How to deal with the data output of the experiments? Not every company has a dedicated data science team.
How to match the infrastructure to the experiments need? Successful experiments might need more/new/different resources quickly.
How to do all of this at scale and keep your sanity?

Many of these problems are automation problems and fall within the scope of DevOps practices. We can see the first products and services appearing that aim to tackle these issues.

1. Machine learning & AI

Using machine learning and artificial intelligence to make sense of the deluge of logs and metrics a typical modern IT stack generates is still in its infancy, but looks really promising.

Pattern recognition, filtering and predictive analysis are all well understood mathematical problems. We can see these techniques appear in DevOps oriented products and services like Signifai and Logz. Both services promises to cut down the noise inherent in data streams and help teams focus on finding the nuggets of gold buried among the scraps.

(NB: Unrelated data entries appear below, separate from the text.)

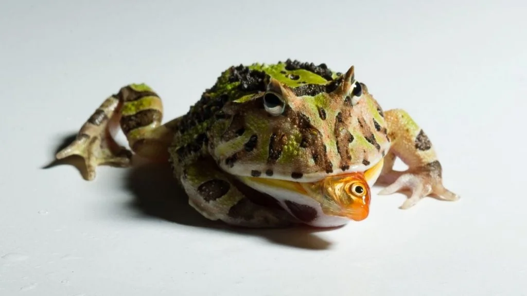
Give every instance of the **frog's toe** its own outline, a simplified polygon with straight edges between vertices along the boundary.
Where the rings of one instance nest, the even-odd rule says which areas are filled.
[[[448,201],[455,201],[460,199],[459,195],[443,186],[438,163],[435,165],[426,165],[405,172],[393,171],[387,175],[383,179],[395,181],[381,190],[378,193],[379,195],[392,194],[403,189],[408,189],[411,192],[410,196],[399,209],[411,208],[428,195]]]
[[[79,155],[84,160],[86,165],[86,179],[95,177],[95,169],[102,164],[111,164],[125,167],[131,163],[132,152],[119,146],[112,140],[102,139],[100,136],[86,136],[81,135],[69,145],[59,151],[55,157],[63,159],[71,155]]]

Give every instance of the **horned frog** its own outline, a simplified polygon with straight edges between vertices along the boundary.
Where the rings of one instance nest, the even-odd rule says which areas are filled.
[[[131,164],[132,153],[112,134],[120,127],[132,151],[169,161],[190,204],[207,218],[246,227],[360,221],[370,186],[412,192],[407,209],[430,194],[454,201],[423,130],[402,110],[383,111],[354,66],[287,60],[231,66],[186,114],[162,124],[161,99],[144,84],[106,98],[56,155],[97,166]],[[396,157],[408,169],[393,170]]]

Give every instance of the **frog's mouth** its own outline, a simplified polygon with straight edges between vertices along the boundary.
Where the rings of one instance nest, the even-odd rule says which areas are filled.
[[[377,178],[379,177],[379,175],[380,174],[380,171],[383,169],[383,164],[384,162],[383,160],[383,159],[381,159],[380,161],[377,164],[364,172],[364,179],[370,187],[375,183],[375,181],[377,181]],[[345,174],[341,174],[342,175]],[[311,194],[305,189],[306,185],[309,186],[309,185],[315,185],[318,183],[318,181],[301,182],[277,179],[268,179],[264,177],[241,176],[239,178],[243,183],[249,186],[251,185],[250,183],[258,184],[260,185],[258,187],[261,188],[262,186],[264,186],[265,187],[268,187],[270,189],[278,189],[287,191],[294,192],[309,197],[313,196],[311,196]]]
[[[370,188],[375,183],[380,174],[383,164],[383,159],[381,159],[378,163],[364,172],[363,180],[367,183],[365,185]],[[345,178],[351,173],[353,173],[347,172],[337,176],[341,175]],[[331,176],[331,177],[335,178],[335,176]],[[357,217],[358,216],[355,213],[340,214],[338,213],[339,211],[334,211],[325,206],[325,204],[327,205],[327,199],[324,198],[322,183],[325,179],[316,182],[301,182],[262,177],[240,176],[239,178],[246,185],[273,196],[279,202],[283,203],[285,201],[289,200],[311,206],[318,204],[318,207],[321,208],[320,210],[329,216],[345,216],[358,221],[365,218],[369,211],[368,205],[366,204],[364,209],[365,212],[361,214],[364,218],[358,219]],[[370,188],[366,190],[370,191]],[[324,201],[325,199],[326,201]]]

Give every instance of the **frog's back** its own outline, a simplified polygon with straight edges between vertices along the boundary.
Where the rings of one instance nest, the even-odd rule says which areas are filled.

ElasticSearch, a popular open source search engine used by many to analyse log data, just added machine learning to its feature set. This gives users a relatively easy path into using machine learning to grog their data.

predictive analysis in ElasticSearch ML, source: https://www.elastic.co/guide/en/x-pack/current/ml-overview.html

Leveraging ML and AI to assist in decision making with regard to deployments, scaling, feature toggling and running experiments in general is still largely unexplored terrain.

2. Smart orchestration 2.0™

Modern container platforms like Kubernetes, Docker Swarm and Mesosphere’s DC/OS fit neatly into the new and emerging patterns of DevOps. Dubbed “Cloud Native”, these platform provide portability, scalability and rapid, standardized deployment patterns.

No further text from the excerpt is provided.